There is another paper in Vol. 3, Ch. VII "The Life-Lie and Responsibility in Neurosis and Psychosis" (1914). "In the case of some psychotics, but also in neurotics, belligerence as well as accusations are not directed at a single person but at many, at times at all of humankind, at bisexuality, or at the order of the world. This condition is particularly acute in cases of paranoia. The total rejection of the world along with its condemnation is expressed in dementia praecox (read:schitzophrenia)."
Somewhere Adler says that gradiose ideas and compensatory and extreme feelings of superiority are always typical for psychotic persons. - When reading Adler's analyses, one understands why he thinks the limits between normal and abnormal are never absolute, only relative and flexible. So are the borders between neurosis and psychosis.

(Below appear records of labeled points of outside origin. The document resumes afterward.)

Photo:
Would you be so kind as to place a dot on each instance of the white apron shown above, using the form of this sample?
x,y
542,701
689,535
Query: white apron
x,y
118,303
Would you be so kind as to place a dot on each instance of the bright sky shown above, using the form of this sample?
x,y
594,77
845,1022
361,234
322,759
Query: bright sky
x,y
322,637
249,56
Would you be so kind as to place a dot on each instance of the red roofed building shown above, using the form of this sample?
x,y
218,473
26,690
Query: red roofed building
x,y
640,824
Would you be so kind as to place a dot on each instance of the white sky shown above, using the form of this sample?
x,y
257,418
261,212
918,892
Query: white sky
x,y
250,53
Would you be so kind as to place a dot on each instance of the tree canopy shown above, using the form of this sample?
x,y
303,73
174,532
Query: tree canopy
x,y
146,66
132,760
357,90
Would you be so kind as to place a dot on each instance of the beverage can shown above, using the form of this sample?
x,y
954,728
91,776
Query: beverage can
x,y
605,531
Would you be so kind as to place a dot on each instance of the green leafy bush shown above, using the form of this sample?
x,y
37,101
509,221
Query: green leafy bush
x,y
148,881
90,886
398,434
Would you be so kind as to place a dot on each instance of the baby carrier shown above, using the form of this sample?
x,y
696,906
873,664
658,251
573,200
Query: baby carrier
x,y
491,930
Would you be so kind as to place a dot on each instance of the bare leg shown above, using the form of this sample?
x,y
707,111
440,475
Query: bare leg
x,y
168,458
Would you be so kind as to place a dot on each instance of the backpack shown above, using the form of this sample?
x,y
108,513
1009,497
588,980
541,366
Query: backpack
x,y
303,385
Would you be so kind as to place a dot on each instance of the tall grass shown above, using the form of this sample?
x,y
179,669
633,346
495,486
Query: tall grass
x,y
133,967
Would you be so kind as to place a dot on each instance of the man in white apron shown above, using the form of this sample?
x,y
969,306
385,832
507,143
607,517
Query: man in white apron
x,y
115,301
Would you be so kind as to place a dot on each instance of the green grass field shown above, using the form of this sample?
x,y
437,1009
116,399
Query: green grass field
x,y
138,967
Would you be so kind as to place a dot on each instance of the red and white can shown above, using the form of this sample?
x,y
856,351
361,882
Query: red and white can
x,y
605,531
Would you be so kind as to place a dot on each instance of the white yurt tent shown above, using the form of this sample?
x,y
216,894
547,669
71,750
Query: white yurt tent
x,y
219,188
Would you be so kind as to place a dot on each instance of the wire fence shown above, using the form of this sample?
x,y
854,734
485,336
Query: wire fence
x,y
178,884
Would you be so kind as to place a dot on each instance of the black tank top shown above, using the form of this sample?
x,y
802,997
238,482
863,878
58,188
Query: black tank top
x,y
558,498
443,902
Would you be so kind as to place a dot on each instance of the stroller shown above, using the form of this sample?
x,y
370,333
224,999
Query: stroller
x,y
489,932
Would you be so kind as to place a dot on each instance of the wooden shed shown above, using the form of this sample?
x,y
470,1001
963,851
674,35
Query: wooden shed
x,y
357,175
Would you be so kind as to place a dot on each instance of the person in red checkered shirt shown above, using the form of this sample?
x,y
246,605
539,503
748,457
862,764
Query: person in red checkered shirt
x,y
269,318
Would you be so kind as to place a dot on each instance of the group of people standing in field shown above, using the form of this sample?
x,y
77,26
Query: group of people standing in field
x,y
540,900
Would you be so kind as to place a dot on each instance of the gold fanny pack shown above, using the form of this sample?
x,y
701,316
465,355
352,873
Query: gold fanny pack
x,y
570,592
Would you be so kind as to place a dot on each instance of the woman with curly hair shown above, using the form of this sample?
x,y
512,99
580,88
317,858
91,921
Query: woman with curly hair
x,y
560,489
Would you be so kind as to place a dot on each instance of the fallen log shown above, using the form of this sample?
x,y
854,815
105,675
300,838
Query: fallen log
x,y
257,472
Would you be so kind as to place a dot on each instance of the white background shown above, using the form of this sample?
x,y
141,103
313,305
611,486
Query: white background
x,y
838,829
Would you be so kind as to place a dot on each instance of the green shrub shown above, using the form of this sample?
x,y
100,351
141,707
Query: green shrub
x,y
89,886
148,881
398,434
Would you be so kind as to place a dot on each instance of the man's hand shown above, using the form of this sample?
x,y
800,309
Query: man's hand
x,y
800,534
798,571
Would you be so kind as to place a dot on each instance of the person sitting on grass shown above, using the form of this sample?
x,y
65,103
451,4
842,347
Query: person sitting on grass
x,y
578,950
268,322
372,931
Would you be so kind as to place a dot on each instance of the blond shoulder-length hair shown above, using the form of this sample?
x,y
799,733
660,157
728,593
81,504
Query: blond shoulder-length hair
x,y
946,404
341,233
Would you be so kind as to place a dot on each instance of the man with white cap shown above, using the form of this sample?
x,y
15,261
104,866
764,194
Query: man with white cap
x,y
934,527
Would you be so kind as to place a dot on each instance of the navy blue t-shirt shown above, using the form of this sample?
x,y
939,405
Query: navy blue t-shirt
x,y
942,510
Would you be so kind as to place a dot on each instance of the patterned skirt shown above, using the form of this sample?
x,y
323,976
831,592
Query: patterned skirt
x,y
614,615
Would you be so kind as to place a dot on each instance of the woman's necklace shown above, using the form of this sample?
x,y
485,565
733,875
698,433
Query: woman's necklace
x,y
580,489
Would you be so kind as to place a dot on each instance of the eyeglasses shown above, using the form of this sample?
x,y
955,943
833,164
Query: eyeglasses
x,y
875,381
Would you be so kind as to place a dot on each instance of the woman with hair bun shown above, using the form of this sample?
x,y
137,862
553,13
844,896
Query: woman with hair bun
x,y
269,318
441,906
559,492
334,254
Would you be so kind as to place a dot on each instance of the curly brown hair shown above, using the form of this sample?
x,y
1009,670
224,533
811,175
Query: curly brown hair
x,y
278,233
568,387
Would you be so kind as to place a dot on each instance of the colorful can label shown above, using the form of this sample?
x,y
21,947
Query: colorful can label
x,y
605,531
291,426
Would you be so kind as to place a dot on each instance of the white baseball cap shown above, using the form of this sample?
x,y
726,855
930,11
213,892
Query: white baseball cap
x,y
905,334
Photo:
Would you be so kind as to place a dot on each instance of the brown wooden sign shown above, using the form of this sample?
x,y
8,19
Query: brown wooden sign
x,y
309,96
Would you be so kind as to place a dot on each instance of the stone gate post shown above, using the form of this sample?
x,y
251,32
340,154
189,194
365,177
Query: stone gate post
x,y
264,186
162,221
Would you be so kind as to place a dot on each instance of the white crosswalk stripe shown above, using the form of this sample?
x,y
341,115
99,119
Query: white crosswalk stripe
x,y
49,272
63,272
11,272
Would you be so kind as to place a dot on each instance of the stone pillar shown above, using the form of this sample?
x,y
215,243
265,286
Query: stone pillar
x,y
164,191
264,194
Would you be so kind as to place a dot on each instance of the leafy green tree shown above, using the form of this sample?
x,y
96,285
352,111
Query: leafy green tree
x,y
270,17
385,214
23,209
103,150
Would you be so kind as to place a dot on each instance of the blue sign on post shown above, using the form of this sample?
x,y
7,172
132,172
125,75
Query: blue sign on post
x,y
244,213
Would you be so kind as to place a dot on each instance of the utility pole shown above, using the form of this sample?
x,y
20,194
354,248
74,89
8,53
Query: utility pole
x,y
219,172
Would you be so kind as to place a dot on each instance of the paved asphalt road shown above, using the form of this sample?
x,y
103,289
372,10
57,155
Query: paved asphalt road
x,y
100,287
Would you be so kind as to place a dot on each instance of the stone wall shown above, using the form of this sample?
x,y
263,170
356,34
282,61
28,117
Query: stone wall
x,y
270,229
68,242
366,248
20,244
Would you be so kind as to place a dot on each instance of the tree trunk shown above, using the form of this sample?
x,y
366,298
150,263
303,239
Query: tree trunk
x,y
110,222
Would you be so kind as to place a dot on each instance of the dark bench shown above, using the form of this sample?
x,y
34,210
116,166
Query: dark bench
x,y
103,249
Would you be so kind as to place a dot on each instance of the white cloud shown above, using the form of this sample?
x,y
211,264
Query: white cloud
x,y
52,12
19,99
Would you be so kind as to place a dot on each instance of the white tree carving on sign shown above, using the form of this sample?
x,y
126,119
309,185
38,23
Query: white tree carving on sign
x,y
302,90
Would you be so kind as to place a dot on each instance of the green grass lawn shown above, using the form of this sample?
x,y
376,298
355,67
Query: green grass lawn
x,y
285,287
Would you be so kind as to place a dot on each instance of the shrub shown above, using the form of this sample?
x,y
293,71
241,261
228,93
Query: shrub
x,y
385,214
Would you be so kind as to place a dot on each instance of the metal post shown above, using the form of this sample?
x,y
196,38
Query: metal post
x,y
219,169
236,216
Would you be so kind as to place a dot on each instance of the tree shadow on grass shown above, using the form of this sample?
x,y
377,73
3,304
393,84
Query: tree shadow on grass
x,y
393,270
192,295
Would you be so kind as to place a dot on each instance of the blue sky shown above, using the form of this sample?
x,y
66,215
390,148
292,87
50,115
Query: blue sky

George Neeson October 10th, 2006 06:42 PM

Re: Defining Moments
 
Manu your care and careful research is deeply appreciated. I feel Adler is such a clear thinker but he organized information like salt and pepper. It is all there in "iron clad logic" but sure takes a lot of time and familiarity both with his theory and the texts to find it. Thank you again for your assistance and your collegial relationship is appreciated.